The Reds and my last Caribe hiding in the corner after I scooped the dead guy out..they hate the green net and freak out when they see it.










The crazy thing is I was reading a thread a few hours before this happened about their P getting owned and I was like im pretty lucky I havent had any bites or fin nips in the 10 months ive had them. Few hours later I walk by to find my Caribe hollowed out. I guess it just comes with the territory of keeping piranhas.


----------



## Dawgz (Aug 18, 2005)

dang, what a waste of a caribe


----------



## MONGO  (Feb 7, 2006)

Another thing I still have him in the fridge wrapped in paper towel in a ziplock bag and was planning on keeping his skull even though he wasnt that large.

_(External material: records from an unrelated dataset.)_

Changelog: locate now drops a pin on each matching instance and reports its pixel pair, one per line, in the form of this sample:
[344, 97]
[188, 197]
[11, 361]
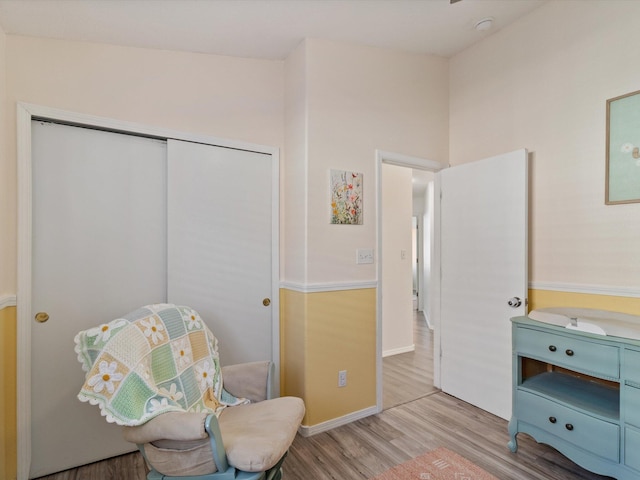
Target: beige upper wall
[7, 188]
[230, 98]
[360, 99]
[542, 84]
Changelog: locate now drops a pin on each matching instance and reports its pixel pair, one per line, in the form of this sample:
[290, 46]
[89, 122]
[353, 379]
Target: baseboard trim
[396, 351]
[586, 289]
[328, 287]
[8, 301]
[336, 422]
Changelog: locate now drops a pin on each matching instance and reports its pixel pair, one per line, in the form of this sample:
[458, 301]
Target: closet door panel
[220, 244]
[99, 251]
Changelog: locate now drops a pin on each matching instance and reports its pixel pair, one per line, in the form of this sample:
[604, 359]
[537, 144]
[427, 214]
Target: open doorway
[405, 249]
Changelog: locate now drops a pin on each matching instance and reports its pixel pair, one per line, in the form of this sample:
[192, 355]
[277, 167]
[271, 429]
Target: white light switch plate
[364, 255]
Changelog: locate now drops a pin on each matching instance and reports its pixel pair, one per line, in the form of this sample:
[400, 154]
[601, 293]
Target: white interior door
[220, 244]
[99, 251]
[484, 264]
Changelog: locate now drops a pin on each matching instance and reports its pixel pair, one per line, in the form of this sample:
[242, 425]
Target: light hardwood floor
[417, 418]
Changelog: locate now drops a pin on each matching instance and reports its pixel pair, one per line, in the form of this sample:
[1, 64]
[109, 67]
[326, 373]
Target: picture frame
[622, 183]
[346, 197]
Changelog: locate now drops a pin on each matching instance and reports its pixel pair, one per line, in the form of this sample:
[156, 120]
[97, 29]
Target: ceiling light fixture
[484, 24]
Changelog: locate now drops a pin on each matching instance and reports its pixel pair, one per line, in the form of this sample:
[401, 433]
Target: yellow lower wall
[549, 298]
[323, 333]
[8, 436]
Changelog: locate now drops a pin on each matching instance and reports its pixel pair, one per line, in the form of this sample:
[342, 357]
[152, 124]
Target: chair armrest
[253, 380]
[180, 426]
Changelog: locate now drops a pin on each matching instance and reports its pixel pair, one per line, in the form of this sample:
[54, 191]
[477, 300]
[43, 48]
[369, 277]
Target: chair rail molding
[611, 290]
[328, 287]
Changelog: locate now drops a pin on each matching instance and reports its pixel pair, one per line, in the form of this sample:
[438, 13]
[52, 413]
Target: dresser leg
[513, 431]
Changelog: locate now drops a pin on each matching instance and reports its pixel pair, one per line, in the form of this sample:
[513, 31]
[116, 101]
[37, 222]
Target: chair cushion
[257, 435]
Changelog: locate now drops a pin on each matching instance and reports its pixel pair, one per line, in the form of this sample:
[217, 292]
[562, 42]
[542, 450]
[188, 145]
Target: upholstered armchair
[191, 419]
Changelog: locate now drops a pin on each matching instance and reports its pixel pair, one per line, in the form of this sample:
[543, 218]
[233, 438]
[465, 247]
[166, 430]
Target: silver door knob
[514, 302]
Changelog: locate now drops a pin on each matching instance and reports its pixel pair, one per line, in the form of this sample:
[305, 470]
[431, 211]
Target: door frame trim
[417, 163]
[26, 112]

I forgot where I saw the thread on how you would go about doing something like that. Any info or a link to a thread on the subject would be appreciated.











Dawgz said:


> dang, what a waste of a caribe


I hate when any of my fish die but I would have rather had one of my Reds get owned. I would have been down to 3 Reds and 2 Caribes if that was the case but instead I have 4 Reds and 1 Caribe now.


----------



## SangreRoja (Feb 18, 2006)

I hope the last CARIBE doesn't get owned.


----------



## a-ronn (Jun 12, 2006)

Thats sucks man


----------



## eiji (Sep 16, 2006)

the last caribe might be the next target dont you think?? 
sorry for the loss..


----------



## BlackSunshine (Mar 28, 2006)

Nahh he will be fine. just toss some melefix and some salt in the tank.


----------



## Leasure1 (Jul 24, 2006)

yeah, don't stress man. Sry for your loss. I have lost 5 fish in 3 months.
I too know how it feels to lose a cariba. And a bunch of wild reds. I think the tern owned a few himself. Coulpe did't get eaten, but had fatal gut wounds. Gotta pay to play the game. Sucks, but hey.................


----------



## AKSkirmish (Jun 24, 2005)

Damn timbz-Thats sucks man-sorry to hear it!!!!!!


----------



## the REASON (Jun 18, 2006)

sorry for the loss timbz


----------



## Coldfire (Aug 20, 2003)

Sorry to hear about the Cariba! That sucks.


----------



## NegativeCamber (Nov 29, 2004)

Sorry about your loss... However, I think you were pretty close to being over populated in a 90 gallon. Just my opinion. Again, sorry to here about your Caribe!


----------



## moron (May 26, 2006)

damn...sorry for your loss


----------



## Dairy Whip (Mar 26, 2006)

shitty deals man had to be the caribe too eh lol means room for another one


----------



## Mr. Hannibal (Feb 21, 2003)




----------



## C0Rey (Jan 7, 2006)




----------



## therizman1 (Jan 6, 2006)




----------



## 12sec3s (Oct 21, 2005)

for the skull

http://www.piranha-fury.com/pfury/index.ph...=136438&hl=


----------



## moron (May 26, 2006)

that will be coo to keep the caribas skull :nod:


----------



## MONGO  (Feb 7, 2006)

12sec3s said:


> for the skull
> 
> http://www.piranha-fury.com/pfury/index.ph...=136438&hl=


Nice, thats the thread I was talking about









and thanks to everyone for their kind words


----------



## Gordeez (Sep 21, 2003)

Bummer to hear that man. But those are some nice looking reds you got there.


----------



## Dezboy (Apr 2, 2006)

now that is one owned caribe


----------



## nismo driver (Jan 27, 2004)

seems like there has been alot of this happening..


----------



## MONGO  (Feb 7, 2006)

nismo driver said:


> seems like there has been alot of this happening..


well suicide rate during the holidays is always pretty high.. im sure my the Caribe slit his wrists and let the others get him







I know im going to burn in hell


----------